We type, tap and swipe our phones, on average, 2,617 times a day, according to new research by data company dscout. For heavy users that can rise to more than 5,000 “touches”. The figures are stark: mobile is where you find people’s eyes and hands. It means that brands can’t afford to ignore mobile as a marketing platform; it’s now an essential way to attract new customers and build brand awareness.
Telegraph Media & Tech Connect asked some of the top ad agencies and mobile experts to share their tips for marketing on the powerful, pocket-based platform. Here’s what they said:
1. Know your chatbots
“Chatbots provide a great opportunity for brands to engage in a personal and smart way with their audiences. We’re seeing a big shift in traffic from traditional social media platforms to messaging platforms such as Facebook Messenger or WhatsApp.
“With six out of the top 10 most used apps globally being messenger apps, it seems like a really interesting way for brands to exploit having a direct conversation with their customers. This worked well for KLM Royal Dutch airlines, when it launched a chatbot via Facebook Messenger to deliver flight information, itineraries, boarding passes and even delay information. That’s both useful and relevant.”
Tip by Paul-Eric Lefebvre, creative director, Fetch
2. Think about how people travel across devices
“How you advertise across these devices depends on your product. Marketers need to understand how devices fit into the customer journey. There’s often a very complex path when people discover a new product or service: they jump between devices during the research and consideration process (this can be very varied across industries and product types).
“The size of the purchase makes a massive impact; a car purchase will involve a very different path across devices than buying replacement ink for a printer. It’s so easy to buy ink from Amazon on a handheld mobile device, you almost don’t even think about it.
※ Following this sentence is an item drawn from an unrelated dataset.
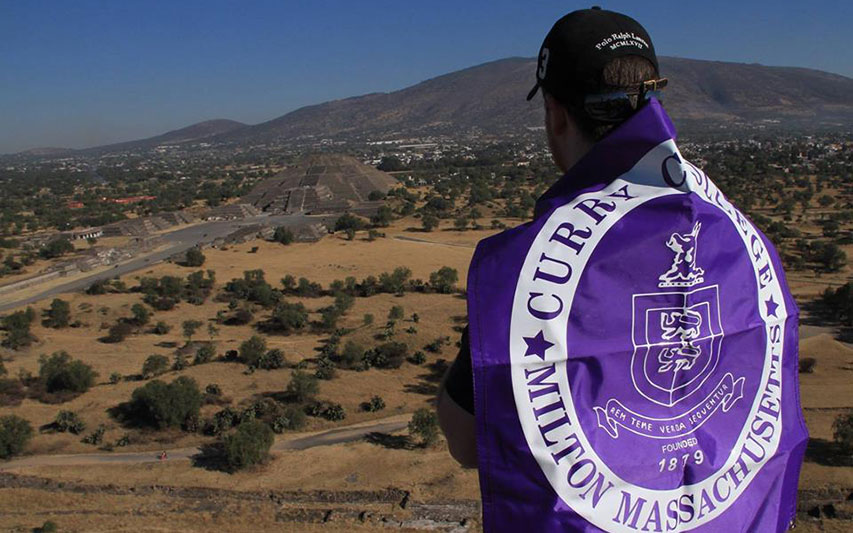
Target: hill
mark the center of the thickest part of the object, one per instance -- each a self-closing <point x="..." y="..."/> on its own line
<point x="490" y="98"/>
<point x="194" y="132"/>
But if you are buying an insurance policy, it’s a lengthier process. Understanding how devices fit into your specific customer journey is important.”
Tip by Andy Cocker, chief operations officer and co-founder, Infectious Media
3. Stop obsessing over tech and focus on users
“Businesses focus on what application or technology is coming next, but the people using it don’t care about technology – they care about what technology enables. The best technology is seamless, useful and invisible. Rather than focusing on technology or trend, shift your thinking to the user first: to their behaviours (the way the mobile user consumes content in a more snackable way); location (tailoring content depending on whether the user is at home in front of the TV or in a shop); and their need, which tends to be more immediate compared to a desktop user.”
Tip by James Shepherd, EMEA commercial director, M&C Saatchi mobile
4. Personalisation breeds quality
“Personalisation is the big trend in mobile. As datasets become richer, artificial intelligence becomes more powerful and shapes expectations, brands will be expected to offer more personalised content and better-curated experiences through mobile. Eventually ‘Recommended for you’ will reflect where you are, what you’re doing and what your needs are, with no questions asked.
“In particular, it means that good content will find its way to the right people, creating a strong incentive for marketers to place an emphasis on quality rather than quantity when it comes to content.”
Tip by Nader Alaghband, founder, Ampersands
5. Sites need to work for mobile; being responsive isn’t enough
“Consumer behaviour is different on mobile, which means that site builds must exploit the functionality mobile offers, with click-to-call buttons or GPS store locators to ensure the needs of consumers are met.
“If you have an app, it’s also really important to think about how it works with your site.
“Having a single user journey – with actions performed on one touchpoint showing up in another – is critical to ensuring that the customer journey is seamless. The key here is they can continue whatever it is they started on the device, or touchpoint, they choose.”
Tip by Mike Reynolds, mobile and video manager, Internet Advertising Bureau UK
6. Ask yourself: where is the right place to advertise?
“Two important areas of mobile content consumption are the social ‘feed’ (Facebook, Twitter and so on) and editorial ‘read’ environments (for example, an article on the MailOnline mobile site). But consumers in the ‘feed’ are in a very different mindset than those in a ‘read’ environment.
“We asked a group of mobile users to spend 15 seconds interacting with a social feed and 15 seconds reading an editorial story. We found that users in the feed scrolled past about three ads, translating to a dwell time of only about 1.5 seconds per ad. In the editorial environment, users scrolled past an average of one ad, with five seconds dwell time – a much better exposure for a brand.
“But it’s not just about speed. Consumers in a feed are searching for something to engage with, but in read mode they’ve already opted into an article they want to pay attention to – much better exposure for contextually relevant brand messaging.
“There’s one more thing to remember: grabbing an engaged consumer’s attention isn’t enough; if you don’t serve an ad that’s more creative and interactive than a standard static banner, for example, you can’t blame the audience for failing to interact with it.”